Material und Methoden
Anfang des Jahres 2011 wurde ein von der Arbeitsgruppe Ernährung der Deutschen Gesellschaft für Geriatrie (DGG) entwickelter Fragebogen an die Chefärzte/innen von 272 geriatrischen Krankenhaus- und Rehabilitationseinrichtungen verschickt. Enthalten waren Fragen zur Struktur der Einrichtung, zum Essensangebot, zur Diagnostik und Therapie von Mangelernährung sowie zum Ausmaß der Therapieempfehlung hinsichtlich Mangelernährung im Arztbrief.
Ergebnisse
Von den angeschriebenen Abteilungen meldeten sich 38% zurück. Einen Ernährungsmediziner beschäftigen 31% der geriatrischen Abteilungen, 42% haben Ernährungsfachkräfte und 90% logopädische Fachkräfte angestellt. In 36% der Abteilungen wird ein sog. geriatrisches Menü angeboten (kleine Portionen, energiereich, eiweißreich, kaufreundlich). In 89% der Einrichtungen ist ein flexibles Speisenangebot zwischen den Mahlzeiten erhältlich.

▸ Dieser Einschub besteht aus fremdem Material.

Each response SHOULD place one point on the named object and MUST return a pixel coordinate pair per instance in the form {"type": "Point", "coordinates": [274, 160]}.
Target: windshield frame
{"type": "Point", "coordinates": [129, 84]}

Die Diagnostik der Mangelernährung erfolgt hauptsächlich durch die Erfassung des Gewichts und des Body-Mass-Index, validierte und etablierte Screeninginstrumente werden nur in 40% der geriatrischen Abteilungen eingesetzt. Der Verzehr wurde in 64% der Einrichtungen bei Bedarf erfasst. Eine über die Notfallversorgung hinausgehende zahnärztliche Versorgung findet in 67% der Abteilungen selten statt, in 23% nie.
Schlussfolgerung
Die Verwendung validierter Screeninginstrumente ist deutlich unterrepräsentiert, sodass nachvollziehbare Therapiealgorithmen selten implementiert sind. Das Angebot an Ernährungsinterventionen ist vielfältig, die Zuteilung bleibt jedoch unklar. Da die Datenlage zur Effektivität einer Ernährungstherapie bei alten Patienten mit Mangelernährung deutlich überzeugender ist als bei manch anderem geriatrischen Syndrom, erscheint eine feste Integration eines validierten Ernährungsscreenings in das geriatrische Basisassessment sinnvoll. Dies gilt auch für die Etablierung standardisierter Abläufe bei der Therapie der Mangelernährung und eine weiterführende Therapieempfehlung, um die Nachhaltigkeit der Therapie zu gewährleisten.